Is Courage More Important Than Education (Or Intelligence)?

Education and/or Intelligence, and Psychological Bravery, are in large part interchangeable traits; and when it comes to understanding what causes success, in the abstract sense, the latter by far has the edge.

Fun, often unacknowledged, eye-opening, and controversial truth: Education and psychological bravery are, in large part, interchangeable traits; each can compensate for the other’s lacking and/or shortcomings.

Despite how comforting it is to believe, intelligence correlates poorly with success; on the other hand, the correlations of doggedness, pragmatism, care, passion, and hard work, are so strong, that it is practically impossible to not call them Causes.

The achievements of intelligent people, on average, continuously fail to match the achievements of the soldiers and supremely confident folk; and the sentiments of entitlement found so commonly nested in the minds of educated and high-IQ persons, are the primary reason they fall short; so, if you want to do well, whether you are gifted intellectually or not, learn to be brave, dogged, pragmatic, persuasive, hard-working, caring.

Another truth, perhaps a less admirable one, about life, is that confidence and charisma often outweighs truth on the persuasion scale — and that makes all the difference, because in order to get what you want in life, you need other people to believe in and support you, which means that you have to be able to communicate your ideas strongly and compellingly.
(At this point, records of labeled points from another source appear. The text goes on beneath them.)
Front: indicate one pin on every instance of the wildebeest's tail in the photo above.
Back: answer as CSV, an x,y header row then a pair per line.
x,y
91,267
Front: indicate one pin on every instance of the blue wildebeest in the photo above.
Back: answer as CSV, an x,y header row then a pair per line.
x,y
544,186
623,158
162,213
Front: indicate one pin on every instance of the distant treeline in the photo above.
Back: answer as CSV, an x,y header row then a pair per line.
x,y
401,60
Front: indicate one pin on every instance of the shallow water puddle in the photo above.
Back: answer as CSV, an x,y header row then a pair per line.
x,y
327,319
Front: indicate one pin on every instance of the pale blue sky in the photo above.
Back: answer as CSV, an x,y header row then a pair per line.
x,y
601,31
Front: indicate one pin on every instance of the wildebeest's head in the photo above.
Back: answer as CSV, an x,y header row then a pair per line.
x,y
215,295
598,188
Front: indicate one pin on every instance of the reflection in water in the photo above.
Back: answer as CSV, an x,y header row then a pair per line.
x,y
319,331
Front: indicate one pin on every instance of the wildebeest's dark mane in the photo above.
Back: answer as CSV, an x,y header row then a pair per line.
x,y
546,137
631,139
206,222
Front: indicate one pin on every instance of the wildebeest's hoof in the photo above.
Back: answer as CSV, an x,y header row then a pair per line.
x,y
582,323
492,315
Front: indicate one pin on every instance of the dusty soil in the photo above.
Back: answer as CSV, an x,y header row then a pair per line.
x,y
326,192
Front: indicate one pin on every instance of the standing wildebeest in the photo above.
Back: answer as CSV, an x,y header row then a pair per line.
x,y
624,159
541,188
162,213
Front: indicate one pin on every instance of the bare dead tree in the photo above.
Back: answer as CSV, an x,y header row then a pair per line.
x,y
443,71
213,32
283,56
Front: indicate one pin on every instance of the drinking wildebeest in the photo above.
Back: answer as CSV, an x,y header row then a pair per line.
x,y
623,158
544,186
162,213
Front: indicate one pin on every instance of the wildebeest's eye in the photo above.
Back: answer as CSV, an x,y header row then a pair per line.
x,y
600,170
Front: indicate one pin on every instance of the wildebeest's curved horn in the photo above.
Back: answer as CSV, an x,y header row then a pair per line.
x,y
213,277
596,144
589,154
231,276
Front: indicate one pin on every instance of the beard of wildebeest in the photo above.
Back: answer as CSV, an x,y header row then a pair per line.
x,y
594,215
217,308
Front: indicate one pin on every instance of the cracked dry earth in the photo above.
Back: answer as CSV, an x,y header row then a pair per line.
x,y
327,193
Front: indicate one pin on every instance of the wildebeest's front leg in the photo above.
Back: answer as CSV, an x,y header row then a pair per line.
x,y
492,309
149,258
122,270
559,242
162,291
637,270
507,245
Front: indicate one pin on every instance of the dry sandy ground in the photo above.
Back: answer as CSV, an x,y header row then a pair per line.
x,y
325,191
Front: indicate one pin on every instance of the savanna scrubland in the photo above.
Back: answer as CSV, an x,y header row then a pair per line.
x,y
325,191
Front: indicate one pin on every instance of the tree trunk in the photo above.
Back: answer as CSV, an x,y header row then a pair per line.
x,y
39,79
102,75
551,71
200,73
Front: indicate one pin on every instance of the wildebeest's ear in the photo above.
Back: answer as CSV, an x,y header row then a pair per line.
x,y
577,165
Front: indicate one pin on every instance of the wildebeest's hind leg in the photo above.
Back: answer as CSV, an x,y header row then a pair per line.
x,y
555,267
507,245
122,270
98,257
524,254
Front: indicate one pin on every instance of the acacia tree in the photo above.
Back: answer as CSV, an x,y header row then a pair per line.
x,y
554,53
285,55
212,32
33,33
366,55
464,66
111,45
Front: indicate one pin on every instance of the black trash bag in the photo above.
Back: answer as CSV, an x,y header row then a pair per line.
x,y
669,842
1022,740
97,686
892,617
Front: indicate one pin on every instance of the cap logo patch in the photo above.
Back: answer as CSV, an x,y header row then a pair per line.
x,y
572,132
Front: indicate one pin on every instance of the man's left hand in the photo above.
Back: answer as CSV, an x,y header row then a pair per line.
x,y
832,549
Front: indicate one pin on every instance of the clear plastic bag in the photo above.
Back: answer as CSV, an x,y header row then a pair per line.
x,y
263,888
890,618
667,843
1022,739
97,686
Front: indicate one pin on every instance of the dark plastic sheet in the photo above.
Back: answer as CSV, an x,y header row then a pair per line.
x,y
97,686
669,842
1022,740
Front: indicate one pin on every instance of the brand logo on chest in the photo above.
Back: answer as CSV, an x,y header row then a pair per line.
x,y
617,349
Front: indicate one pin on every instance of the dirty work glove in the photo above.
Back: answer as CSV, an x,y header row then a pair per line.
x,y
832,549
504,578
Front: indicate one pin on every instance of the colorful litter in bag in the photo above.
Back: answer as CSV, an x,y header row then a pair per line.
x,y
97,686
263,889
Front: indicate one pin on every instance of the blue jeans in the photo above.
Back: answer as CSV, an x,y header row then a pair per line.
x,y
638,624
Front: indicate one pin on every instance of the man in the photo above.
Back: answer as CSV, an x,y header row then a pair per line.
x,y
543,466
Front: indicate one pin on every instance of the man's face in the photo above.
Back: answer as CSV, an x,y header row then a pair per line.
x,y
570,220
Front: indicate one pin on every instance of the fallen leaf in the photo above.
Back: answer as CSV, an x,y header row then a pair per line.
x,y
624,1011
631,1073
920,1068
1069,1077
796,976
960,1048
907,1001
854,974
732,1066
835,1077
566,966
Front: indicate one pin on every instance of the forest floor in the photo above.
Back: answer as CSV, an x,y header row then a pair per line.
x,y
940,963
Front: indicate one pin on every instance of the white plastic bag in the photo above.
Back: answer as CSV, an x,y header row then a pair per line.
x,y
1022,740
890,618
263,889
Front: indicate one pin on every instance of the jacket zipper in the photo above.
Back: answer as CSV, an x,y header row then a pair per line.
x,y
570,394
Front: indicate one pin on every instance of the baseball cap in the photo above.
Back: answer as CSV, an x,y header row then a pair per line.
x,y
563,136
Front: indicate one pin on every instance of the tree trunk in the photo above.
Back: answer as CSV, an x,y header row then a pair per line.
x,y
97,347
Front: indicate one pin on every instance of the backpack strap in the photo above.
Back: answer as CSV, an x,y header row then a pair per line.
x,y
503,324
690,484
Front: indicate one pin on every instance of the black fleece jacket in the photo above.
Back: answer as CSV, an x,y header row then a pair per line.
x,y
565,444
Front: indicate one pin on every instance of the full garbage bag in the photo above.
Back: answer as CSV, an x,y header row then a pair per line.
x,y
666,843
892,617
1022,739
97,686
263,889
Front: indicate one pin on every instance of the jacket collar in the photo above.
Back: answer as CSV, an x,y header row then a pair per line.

What this also means, of course, is that mental bravery can be used for perverse intentions, and for evil, and by ignoramuses, nincompoops, twerps, idiots, wing nuts, narcissists, and all other folk with inhumane or self-interested objectives. Don’t be one of these people. Be on guard against them. Defeat them, by being better than them; and, if that isn’t possible, then by exposing their emptiness, shallowness, fakery. Don’t preach entitlement and rid yourself of any conscious notions of it. Work hard, but don’t work with pigs, because pigs like mud, and you’ll get filthy. And yes, be confident and charismatic and charming, but first live the Truth, because if you don’t, your forwardness will eventually destroy your integrity, reputation, your circle of ‘trust’, and soon thereafter, your own soul.

The upshot: education and psychological bravery are interchangeable traits, which is advantageous, because every person can become good at at least one; but, pushed to extremis, bravery seems to win more often than education. This can be used for both good and bad. Use it for good, and expose the bad when you see it.